“朋友,深淵太大了,不到禁忌,始終只是螻蟻,只有禁忌才有與神叫板的資格,也才有.活下去的資格。”
白疫說著話音微轉:“所以,巴羅,既然這次的改造沒有傷害,那么是不是就代表了我沒有惡意?”
見眼前痛苦的炎魔準備回答,白疫再次打斷道:“先別急著回答,你想想我這次賜予你的可是禁忌的力量,你再想想你看到的蟲皇,連古神都不敢與它爭鋒啊,那是真正頂尖的力量。”
“一個沒有惡意的存在,準備給你世界頂尖的力量,在你意識中,最可怕的事情無非是被我控制罷了。”
“但這是沒有的事情,你看這一頁,契約中明顯的寫了【契約方不能對你有任何的限制行為。】”
“你看這條是不是也很眼熟?既然你無法成為奴隸,也不會在這次的合作中死亡,那么你在抗拒什么?”
“禁忌,不是你夢想中的力量么?”
白疫的聲音更輕了,他的低語中帶上了更多靈魂之力,輕輕的撫慰著巴羅的痛苦:“怎么,它到你面前了,你還要抗拒呢?”
“我額.沒有額.”
巴羅的回答斷斷續續的,情緒有些激動,似乎想反駁些什么。
“別著急,感受痛苦,感受痛苦中的鳴叫,你是不是能感覺有很多的意識?”
“額痛.是的”
“這些都是你的戰士啊,現在你回應它們,你的痛苦會分擔給所有戰士,你們將會共鳴,你將是它們的.王!唯一的王。

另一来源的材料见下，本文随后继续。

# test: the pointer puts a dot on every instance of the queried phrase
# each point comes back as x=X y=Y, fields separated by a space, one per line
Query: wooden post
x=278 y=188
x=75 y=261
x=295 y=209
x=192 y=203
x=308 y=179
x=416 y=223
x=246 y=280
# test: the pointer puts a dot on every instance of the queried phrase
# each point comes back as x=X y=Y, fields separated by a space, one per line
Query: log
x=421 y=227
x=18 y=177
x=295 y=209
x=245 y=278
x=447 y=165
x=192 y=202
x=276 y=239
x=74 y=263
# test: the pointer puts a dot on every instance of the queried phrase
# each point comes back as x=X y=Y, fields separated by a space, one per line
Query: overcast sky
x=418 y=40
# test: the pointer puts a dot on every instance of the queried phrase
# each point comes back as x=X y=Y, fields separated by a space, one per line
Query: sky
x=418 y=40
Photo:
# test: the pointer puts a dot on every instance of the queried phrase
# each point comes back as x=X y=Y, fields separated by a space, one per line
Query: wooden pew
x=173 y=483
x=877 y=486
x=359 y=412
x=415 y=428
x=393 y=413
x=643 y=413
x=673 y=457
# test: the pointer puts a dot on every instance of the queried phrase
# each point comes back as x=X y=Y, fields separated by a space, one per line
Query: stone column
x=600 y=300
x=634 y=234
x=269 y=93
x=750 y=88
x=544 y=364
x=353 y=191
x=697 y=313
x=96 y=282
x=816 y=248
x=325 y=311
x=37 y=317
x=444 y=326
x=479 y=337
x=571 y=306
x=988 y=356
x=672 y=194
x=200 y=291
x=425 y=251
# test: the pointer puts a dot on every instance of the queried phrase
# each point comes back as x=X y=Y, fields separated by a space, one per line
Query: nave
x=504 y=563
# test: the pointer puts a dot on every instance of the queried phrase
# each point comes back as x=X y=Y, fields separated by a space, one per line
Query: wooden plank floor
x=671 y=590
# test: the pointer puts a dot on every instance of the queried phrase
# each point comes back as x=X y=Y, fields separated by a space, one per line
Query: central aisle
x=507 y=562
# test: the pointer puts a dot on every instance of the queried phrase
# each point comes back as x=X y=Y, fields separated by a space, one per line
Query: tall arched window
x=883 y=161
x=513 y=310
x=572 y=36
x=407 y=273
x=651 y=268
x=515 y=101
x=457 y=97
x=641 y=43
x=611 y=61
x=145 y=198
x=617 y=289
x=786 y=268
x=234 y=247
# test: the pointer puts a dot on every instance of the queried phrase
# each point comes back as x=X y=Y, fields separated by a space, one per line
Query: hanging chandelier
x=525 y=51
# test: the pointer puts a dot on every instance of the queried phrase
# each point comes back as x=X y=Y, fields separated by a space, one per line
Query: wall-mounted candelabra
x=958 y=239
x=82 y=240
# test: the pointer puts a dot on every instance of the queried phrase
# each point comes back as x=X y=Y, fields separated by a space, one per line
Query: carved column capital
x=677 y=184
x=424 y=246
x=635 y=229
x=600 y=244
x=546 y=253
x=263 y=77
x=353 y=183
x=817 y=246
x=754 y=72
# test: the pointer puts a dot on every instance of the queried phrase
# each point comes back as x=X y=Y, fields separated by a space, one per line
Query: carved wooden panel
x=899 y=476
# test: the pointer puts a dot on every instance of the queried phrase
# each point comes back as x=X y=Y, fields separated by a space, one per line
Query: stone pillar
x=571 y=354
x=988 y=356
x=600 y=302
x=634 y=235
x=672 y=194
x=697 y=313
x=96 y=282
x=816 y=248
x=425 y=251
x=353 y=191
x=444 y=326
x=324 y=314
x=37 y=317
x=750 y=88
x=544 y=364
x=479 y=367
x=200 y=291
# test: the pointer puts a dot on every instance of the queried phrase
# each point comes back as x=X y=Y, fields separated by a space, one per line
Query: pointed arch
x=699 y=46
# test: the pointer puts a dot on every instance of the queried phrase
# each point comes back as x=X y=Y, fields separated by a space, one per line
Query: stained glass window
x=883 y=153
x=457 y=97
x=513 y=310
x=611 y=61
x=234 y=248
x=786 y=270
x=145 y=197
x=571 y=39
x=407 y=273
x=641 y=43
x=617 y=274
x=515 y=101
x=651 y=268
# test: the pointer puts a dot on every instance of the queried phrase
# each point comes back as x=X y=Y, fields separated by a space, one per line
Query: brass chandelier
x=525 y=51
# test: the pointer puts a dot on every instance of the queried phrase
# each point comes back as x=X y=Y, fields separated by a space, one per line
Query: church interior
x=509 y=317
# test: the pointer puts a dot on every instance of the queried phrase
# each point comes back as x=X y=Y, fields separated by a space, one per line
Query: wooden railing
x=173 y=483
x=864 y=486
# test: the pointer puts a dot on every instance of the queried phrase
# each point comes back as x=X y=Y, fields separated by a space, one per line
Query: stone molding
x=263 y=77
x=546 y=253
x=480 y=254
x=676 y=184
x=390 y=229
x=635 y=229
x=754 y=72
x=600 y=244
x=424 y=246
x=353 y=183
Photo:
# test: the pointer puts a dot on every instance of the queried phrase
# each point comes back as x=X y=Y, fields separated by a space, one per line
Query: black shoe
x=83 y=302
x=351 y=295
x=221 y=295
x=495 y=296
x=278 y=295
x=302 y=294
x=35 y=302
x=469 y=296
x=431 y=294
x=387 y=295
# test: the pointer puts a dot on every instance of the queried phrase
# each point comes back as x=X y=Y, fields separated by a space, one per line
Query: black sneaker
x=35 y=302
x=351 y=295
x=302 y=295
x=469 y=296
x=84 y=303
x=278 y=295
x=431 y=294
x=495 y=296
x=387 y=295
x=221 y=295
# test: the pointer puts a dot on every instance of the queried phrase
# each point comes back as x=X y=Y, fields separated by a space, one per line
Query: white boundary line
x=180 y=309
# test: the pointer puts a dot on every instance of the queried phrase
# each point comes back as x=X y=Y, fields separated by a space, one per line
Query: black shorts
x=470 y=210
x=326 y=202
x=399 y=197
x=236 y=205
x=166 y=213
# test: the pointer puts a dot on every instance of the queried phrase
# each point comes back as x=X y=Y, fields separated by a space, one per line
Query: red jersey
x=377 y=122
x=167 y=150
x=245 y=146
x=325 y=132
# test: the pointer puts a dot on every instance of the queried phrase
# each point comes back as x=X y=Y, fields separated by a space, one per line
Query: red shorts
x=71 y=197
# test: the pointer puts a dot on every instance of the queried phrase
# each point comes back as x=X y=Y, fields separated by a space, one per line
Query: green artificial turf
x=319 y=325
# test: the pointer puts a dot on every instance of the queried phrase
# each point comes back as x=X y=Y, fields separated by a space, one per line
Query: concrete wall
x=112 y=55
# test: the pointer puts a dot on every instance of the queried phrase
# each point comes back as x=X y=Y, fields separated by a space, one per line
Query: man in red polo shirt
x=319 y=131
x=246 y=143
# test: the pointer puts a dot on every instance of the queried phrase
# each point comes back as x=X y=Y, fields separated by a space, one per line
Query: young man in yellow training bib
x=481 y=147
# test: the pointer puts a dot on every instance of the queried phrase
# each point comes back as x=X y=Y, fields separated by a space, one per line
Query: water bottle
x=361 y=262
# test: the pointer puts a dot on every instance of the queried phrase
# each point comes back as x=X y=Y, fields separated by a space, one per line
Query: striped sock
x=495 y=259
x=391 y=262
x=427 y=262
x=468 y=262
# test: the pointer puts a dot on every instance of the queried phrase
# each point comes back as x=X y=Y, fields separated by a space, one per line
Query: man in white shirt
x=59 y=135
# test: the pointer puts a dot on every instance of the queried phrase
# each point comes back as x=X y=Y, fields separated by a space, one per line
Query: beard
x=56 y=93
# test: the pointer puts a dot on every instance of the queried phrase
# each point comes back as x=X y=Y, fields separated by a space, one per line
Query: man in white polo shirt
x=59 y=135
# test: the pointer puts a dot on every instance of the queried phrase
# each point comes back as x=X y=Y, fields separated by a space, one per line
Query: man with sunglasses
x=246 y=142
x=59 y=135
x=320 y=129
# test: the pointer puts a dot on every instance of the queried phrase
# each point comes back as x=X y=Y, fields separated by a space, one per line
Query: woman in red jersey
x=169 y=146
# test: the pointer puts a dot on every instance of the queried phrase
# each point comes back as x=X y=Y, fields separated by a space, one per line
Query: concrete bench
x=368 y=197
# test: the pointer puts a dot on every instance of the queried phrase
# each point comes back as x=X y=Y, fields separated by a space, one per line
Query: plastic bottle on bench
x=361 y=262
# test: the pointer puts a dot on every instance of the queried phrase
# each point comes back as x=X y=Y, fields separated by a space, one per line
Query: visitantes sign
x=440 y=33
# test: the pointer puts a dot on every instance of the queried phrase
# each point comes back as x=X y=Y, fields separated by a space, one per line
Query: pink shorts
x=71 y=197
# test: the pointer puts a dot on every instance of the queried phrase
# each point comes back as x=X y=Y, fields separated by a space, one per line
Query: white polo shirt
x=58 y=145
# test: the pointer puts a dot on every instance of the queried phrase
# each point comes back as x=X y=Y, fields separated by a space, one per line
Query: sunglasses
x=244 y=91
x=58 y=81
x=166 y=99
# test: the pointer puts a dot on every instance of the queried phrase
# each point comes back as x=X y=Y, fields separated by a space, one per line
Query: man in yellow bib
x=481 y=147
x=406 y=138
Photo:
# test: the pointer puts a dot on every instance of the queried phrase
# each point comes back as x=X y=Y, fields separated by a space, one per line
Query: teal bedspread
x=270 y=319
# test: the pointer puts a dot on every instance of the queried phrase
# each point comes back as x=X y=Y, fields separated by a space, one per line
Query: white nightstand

”
巴羅僅存不多的思維順著白疫的話語去感受,在他的意識中,一個個星辰被點亮,這些星辰中,血與火在綻放,也有不斷挖掘和不斷生產的畫面。
他能感受到,這些存在的體內都有他的鮮血,一股巨大的滿足感在他心中升起。
他感受到了擁護與權力,他能清晰的感知到,只要他一聲令下,這些戰士都會無條件的聽從他的調遣。
只是為什么這些戰士.那么虛浮?
“感受到了么?”
“感受.到了”
“是不是感覺它們缺了點什么?”
“是”
白疫眼神微微放松,眾多煉金刻文從他身上噴發而出,隔絕了一些氣息的外露。
同時,一灘爛肉出現在不遠處。
嗡~
龐大的威壓讓火山為之一滯,還沒有任何反應,周圍的煉金刻文瞬間吸附在這攤爛肉身上,將它的神異隱藏。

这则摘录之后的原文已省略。